Cela se passe plus difficilement avec leur mère, peut-être parce qu’elle vient de vivre douze années seule. Ma présence semble la déranger, mes projets aussi, à l’entendre prononcer cette sorte d’ultimatum : « Si tu retournes en prison, je te quitte. »
Par honnêteté, je préfère lui faire savoir tout de suite que je ne suis pas prêt à abandonner ma vie de bandit. Malgré les dangers encourus (et connus).
Nous décidons de continuer la route ensemble malgré tout, plus unis par les enfants que pour le reste.
Passer à autre chose ? L’idée ne m’effleure même pas. Nos économies ont complètement fondu, entre les avocats, les mandats et la vie des miens. Il me faut repartir à la chasse pour offrir du bien-être à ma famille.
En douze ans, le paysage a pas mal bougé. Mes associés sont tous en prison, quand ils ne sont pas morts, comme Jo et Mimi, Milo. Pour reprendre mes activités, je dois commencer par trouver des partenaires.
Un premier rendez-vous avec mes nouveaux équipiers est fixé dans un grand hôtel de la porte de Bagnolet. Mon fils Laurent m’accompagne, erreur fatale. Sans doute un besoin viscéral de l’avoir auprès de moi.
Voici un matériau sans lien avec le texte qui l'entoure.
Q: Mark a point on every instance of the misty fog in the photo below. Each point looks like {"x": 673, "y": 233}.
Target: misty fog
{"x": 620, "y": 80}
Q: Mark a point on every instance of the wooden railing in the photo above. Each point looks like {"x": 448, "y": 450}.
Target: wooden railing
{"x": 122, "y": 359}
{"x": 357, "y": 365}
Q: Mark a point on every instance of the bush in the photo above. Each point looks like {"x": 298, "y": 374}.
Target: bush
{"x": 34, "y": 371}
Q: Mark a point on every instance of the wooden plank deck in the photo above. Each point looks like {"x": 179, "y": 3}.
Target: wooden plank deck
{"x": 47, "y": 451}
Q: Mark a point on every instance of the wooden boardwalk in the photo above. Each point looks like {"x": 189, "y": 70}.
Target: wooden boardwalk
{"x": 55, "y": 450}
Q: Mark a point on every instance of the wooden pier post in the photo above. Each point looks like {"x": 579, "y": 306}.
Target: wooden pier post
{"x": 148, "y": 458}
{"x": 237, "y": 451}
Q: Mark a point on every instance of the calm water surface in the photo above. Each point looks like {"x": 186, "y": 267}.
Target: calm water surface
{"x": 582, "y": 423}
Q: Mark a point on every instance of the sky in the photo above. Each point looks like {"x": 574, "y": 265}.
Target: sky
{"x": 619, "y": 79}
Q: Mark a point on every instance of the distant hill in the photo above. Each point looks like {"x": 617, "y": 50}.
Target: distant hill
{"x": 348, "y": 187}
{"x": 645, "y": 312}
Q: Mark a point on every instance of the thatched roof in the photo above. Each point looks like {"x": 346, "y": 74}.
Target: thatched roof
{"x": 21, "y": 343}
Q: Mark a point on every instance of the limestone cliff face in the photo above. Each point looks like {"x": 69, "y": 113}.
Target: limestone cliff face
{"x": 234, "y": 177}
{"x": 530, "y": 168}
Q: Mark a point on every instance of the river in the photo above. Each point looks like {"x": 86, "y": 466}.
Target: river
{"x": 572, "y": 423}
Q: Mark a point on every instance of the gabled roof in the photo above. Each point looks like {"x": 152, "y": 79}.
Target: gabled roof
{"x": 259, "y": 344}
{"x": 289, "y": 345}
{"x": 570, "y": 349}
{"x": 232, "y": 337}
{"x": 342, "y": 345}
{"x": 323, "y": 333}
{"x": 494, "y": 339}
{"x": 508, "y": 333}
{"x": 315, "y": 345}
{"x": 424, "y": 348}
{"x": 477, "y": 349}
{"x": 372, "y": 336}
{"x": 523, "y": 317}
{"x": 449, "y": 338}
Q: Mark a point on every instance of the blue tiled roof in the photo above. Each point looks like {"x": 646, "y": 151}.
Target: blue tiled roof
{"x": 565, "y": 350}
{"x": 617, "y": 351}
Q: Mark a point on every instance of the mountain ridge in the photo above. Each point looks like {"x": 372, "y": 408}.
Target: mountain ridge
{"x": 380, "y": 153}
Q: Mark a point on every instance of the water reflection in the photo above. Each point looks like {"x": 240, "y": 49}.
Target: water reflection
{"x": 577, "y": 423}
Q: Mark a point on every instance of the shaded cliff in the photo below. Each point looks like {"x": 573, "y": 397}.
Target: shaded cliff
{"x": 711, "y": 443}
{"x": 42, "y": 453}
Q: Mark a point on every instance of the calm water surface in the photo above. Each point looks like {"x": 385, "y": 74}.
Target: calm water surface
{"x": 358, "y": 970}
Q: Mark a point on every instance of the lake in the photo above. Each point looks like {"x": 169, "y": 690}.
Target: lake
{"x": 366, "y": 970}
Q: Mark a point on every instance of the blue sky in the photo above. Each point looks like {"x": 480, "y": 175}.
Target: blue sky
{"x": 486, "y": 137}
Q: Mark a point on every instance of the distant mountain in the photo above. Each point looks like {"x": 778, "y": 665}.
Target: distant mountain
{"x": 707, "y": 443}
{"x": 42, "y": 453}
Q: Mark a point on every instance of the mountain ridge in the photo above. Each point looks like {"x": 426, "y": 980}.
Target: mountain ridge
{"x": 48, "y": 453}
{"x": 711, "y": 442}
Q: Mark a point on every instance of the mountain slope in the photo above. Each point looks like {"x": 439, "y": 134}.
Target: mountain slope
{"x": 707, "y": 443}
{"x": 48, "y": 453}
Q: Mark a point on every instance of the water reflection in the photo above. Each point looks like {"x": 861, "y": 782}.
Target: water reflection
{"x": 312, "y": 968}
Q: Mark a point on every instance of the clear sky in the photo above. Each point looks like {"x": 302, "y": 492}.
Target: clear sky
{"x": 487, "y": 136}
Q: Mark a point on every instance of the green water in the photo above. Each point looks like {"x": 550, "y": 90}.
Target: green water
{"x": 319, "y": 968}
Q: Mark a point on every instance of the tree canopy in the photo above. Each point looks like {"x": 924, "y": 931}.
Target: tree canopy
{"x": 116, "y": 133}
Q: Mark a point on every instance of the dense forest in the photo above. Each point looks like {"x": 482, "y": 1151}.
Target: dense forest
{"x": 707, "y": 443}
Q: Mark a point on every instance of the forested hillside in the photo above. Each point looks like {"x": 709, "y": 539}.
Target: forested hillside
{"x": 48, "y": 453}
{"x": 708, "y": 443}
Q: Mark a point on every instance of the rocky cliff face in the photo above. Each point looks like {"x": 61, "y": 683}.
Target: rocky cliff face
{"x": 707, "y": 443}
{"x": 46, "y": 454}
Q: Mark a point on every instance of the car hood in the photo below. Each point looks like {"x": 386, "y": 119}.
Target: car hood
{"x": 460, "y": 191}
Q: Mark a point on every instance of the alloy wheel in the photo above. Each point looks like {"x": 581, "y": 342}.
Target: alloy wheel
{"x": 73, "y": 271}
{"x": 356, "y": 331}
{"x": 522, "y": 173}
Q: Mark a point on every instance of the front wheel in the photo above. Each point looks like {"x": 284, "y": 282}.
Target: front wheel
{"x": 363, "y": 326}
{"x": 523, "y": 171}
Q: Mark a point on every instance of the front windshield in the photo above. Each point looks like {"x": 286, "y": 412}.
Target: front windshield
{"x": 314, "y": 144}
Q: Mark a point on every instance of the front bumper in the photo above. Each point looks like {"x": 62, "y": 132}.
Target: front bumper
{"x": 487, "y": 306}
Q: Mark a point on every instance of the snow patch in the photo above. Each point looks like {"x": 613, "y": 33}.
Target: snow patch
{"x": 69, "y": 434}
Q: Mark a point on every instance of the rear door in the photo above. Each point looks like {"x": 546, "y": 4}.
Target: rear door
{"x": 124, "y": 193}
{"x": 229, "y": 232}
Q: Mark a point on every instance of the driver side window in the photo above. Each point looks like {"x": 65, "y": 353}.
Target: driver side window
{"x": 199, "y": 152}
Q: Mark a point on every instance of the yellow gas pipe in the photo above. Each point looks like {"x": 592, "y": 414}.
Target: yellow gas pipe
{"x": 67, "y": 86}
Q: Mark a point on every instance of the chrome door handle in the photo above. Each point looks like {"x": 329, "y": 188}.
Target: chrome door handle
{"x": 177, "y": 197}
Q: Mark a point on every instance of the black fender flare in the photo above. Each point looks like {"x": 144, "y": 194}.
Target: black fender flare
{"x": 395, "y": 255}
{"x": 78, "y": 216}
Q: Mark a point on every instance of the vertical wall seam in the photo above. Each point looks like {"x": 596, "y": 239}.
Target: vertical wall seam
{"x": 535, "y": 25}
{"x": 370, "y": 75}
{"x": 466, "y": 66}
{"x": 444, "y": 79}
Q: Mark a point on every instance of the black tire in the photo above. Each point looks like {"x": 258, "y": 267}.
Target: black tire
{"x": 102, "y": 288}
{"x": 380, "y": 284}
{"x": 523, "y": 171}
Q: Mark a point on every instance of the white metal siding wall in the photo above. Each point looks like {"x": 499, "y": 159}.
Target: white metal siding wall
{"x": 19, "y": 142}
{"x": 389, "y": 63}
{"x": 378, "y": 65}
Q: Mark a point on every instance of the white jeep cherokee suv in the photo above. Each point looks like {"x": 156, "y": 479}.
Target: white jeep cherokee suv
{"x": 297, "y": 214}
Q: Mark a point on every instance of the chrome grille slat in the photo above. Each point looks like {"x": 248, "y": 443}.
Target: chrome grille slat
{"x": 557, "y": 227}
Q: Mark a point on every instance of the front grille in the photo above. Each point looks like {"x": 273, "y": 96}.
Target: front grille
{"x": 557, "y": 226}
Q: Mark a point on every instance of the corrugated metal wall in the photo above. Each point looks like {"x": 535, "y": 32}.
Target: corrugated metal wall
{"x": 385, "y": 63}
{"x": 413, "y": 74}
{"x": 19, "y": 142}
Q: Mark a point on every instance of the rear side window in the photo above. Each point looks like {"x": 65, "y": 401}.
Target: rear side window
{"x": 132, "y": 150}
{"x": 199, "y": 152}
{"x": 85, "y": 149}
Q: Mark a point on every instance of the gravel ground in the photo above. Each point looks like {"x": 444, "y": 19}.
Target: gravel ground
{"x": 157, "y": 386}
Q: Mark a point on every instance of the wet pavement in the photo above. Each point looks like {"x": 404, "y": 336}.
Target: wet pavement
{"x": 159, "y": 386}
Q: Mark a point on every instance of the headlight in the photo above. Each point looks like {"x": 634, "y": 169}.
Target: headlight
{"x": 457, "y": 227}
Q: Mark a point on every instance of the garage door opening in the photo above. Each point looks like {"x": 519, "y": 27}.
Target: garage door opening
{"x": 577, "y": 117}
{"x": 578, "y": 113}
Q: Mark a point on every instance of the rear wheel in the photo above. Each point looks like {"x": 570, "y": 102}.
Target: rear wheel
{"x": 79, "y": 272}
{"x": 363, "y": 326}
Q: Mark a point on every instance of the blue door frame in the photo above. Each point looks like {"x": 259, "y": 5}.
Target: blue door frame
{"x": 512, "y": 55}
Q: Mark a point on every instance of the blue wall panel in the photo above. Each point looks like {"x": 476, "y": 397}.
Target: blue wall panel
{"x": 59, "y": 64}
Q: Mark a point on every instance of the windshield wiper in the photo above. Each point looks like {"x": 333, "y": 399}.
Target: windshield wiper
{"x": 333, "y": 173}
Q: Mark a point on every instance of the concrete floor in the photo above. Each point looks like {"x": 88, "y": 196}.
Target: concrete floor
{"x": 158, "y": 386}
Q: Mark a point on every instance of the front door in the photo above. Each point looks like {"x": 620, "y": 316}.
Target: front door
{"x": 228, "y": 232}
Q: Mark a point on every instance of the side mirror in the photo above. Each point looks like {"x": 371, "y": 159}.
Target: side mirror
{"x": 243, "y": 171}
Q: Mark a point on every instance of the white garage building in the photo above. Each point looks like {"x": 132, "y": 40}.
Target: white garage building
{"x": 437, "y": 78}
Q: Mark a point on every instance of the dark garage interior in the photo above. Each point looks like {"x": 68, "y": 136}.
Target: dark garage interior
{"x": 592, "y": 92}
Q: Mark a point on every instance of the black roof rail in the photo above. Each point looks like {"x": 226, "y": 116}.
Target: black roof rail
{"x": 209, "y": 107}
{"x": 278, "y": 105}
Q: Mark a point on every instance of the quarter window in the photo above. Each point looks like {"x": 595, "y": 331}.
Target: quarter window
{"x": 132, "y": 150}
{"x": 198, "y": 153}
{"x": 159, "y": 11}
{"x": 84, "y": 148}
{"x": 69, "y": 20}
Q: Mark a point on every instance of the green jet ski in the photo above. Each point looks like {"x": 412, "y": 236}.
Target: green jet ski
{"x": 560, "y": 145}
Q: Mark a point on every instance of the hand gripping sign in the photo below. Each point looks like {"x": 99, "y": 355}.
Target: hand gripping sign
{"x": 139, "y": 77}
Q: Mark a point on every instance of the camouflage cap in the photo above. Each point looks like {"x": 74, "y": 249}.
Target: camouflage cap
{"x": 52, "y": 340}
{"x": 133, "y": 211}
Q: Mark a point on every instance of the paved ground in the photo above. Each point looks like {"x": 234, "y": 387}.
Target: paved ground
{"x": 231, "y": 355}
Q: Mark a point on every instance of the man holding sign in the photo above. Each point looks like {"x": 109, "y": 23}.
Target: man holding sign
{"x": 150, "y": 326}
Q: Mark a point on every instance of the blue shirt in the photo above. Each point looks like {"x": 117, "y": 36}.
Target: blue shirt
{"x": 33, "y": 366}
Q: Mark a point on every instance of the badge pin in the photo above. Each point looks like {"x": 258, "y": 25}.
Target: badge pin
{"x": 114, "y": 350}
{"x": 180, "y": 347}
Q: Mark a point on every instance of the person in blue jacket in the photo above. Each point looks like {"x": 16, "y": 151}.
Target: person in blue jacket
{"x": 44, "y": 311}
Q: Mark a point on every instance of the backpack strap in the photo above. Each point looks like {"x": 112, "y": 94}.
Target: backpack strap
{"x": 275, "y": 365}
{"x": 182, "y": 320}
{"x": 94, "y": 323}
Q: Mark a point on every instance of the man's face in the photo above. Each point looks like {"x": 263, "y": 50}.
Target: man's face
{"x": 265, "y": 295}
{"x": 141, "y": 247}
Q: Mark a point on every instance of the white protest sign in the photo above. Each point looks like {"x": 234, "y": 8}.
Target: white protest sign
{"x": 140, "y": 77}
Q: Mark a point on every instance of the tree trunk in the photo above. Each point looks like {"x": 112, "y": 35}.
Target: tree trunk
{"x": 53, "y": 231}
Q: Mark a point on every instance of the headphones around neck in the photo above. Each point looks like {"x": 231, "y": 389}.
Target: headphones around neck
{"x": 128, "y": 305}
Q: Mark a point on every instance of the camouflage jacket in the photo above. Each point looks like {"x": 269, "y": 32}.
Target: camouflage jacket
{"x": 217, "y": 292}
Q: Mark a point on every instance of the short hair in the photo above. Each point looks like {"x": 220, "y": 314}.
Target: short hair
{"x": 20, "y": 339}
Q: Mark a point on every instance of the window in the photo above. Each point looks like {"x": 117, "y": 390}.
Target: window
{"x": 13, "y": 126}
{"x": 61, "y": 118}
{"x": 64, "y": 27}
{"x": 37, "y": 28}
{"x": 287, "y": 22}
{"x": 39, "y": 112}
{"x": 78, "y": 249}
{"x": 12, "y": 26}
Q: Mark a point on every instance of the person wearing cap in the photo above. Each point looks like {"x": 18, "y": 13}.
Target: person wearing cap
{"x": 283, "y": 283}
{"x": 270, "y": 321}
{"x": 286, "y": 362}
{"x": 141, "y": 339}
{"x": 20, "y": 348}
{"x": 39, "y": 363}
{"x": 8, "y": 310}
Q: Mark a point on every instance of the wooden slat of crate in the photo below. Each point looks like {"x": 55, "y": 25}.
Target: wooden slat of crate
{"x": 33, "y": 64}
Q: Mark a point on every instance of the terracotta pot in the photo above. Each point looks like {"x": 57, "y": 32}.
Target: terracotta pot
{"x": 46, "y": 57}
En entrant dans le hall de l’hôtel, je sens comme un malaise m’envahir. Est-ce la prudence ? Telle une bête aux abois, je sens la présence des condés parmi les gens présents dans l’immense hall. Difficile cependant de différencier un condé d’un client…
Nous rejoignons finalement les deux Nordine, déjà installés à une table du restaurant. Au fil de la discussion, nous glissons vers les souvenirs de zonzon pour aborder le sujet principal, pour ne pas dire primordial, qui nous réunit : remonter rapidement du pognon.
Assez vite, nous nous apercevons que les condés sont sur nos endosses. Ils sont bien là, ce n’est pas de la parano. On en aura plus tard la confirmation, une véritable partie de cache-cache s’est engagée entre nous et ces messieurs de la BRI, sans compter les autres brigades et même les gendarmes.
Nous sommes filochés lors de tous nos déplacements. Parfois, il nous semble avoir réussi à casser la filature, mais comment en être certain ? Les condés nous le laissent peut-être croire afin de mieux nous piéger.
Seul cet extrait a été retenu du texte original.